While browsing the web I came across some interesting references to a
textbook called "Digital Computer Electronics" by Malvino and Brown. Originally published in 1977, and updated in 1983 and 1993, this book is out of print but still available on the used book market. One of the features is the step-by-step design of a simple computer the authors call the Simple As Possible computer, or SAP.
I've been tinkering with digital electronics since the Intel 8080 was new. I built a Science Fair project from TTL gates and circuits when I was in 9th grade (1976-ish). Thus the basics of digital electronics in general, and TTL circuitry in specific, are quite familiar to me. However, the opportunity to look at the instruction decoding and state transitions of a computer was quite appealing, and I hunted down a copy.
As is to be expected of a book last updated 25 years ago, the material is somewhat dated. The low-power Schottky TTL gates that were cutting edge then have been all but replaced by faster, more efficient CMOS technologies that this book notes in passing as low-power but very slow. That said, the design techniques are still valid. A NAND gate is still a NAND gate, even if the technology used to implement it is different.
As tempting as it is to build a SAP-1 computer on a big breadboard, I have too many projects going on already to do this. However, I decided to "build" one using Verilog. After all, Verilog was developed for the purpose of simulating and validating digital designs. To that end I created behavioral models for each of the 11 components in the SAP-1. Eventually I want to enhance these with propagation delays appropriate to the physical devices, but for the moment I've left them with zero delay.
The book works through the development of all the SAP-1 circuitry in modular chunks, explaining how each chunk works in isolation, then assembles the system from those. Contrary to this quite-normal design practice, which would have meant writing a series of small Verilog modules with individual testbenches, I chose to translate the final schematic into one big module that totaled almost 700 lines of Verilog. That was a mistake.

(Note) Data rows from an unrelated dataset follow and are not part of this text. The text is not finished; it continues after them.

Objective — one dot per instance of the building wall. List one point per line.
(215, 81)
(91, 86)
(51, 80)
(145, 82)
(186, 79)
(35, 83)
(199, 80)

When I tried to run the simulation, the first problem I encountered was of my own creation: the one-hot ring counter that generates the six CPU state signals didn't work. So I pulled that chunk of circuitry out (6 module instantiations, representing three 74LS107 dual J-K flip-flop ICs) and wrote a testbench to drive it. Fairly quickly I discovered I'd mis-wired the flip-flop that generates the T1 state signal. This was easy to find and fix, but rather than just fix it in the big top module I modified the top module to instantiate the small ring counter module. That way I could re-run the ring counter testbench and not worry about keeping the test and real code in sync.
However, fixing the state ring counter didn't make the computer work. The program counter didn't count properly at all. It would start at 0, step to 1, and then go back to 0. This also used the 74LS107 module, which worked fine in the ring counter. I pulled the code for the program counter (4 instantiations of the 74LS107 module, representing 2 ICs) out of the top module and created a small, testable module from it. I also created a testbench which reproduced the input signals I observed from the failing simulation. The testbench reproduced the failure faithfully.
I dug out the datasheet (last updated in 1988!) and took a really close look at it. What I found suggests a problem in the book. All the datasheets I found online describe two different parts: the 74107 and the 74LS107A. I could not find any description of the LS part without the A suffix, yet this is what the schematic in the book called for. This is important because the 74107 is a pulse-triggered master/slave device, while the 74LS107A is a negative-edge triggered device. These behave differently in a subtle way. The pulse-triggered device latches the J and K inputs in the master FF while the clock line is high, then transfers the master outputs into the slave FF and chip outputs when the clock goes low. This requires the J and K inputs to be stable for the entire period when the clock is high. In contrast, the 74LS107A latches the J & K inputs as the clock transitions from high to low, and the J and K inputs need only need to be stable during the minimum set-up time before the falling edge of the clock.
I read the section of the book on flip-flops carefully, and came to the conclusion that it describes the 74107 master-slave behavior. Looking at my Verilog code I discovered I'd implemented this module as if it was clocked on the rising edge, which was wrong for both variants. I rewrote the Verilog module for this part to properly represent a master-slave JK flip-flop and retested. This also failed. The SAP-1 design changes the J and K inputs while the clock is high which violates the datasheet requirements. Changing the flip-flop module once more, to implement the falling edge-triggered "A"-suffix behavior, resolved the problem in the PC testbench but not the full CPU. It counts 0000 -> 0001 -> 0010 -> 0011 -> 0000.
I've run out of time to work on this for the moment. I'll come back to it soon.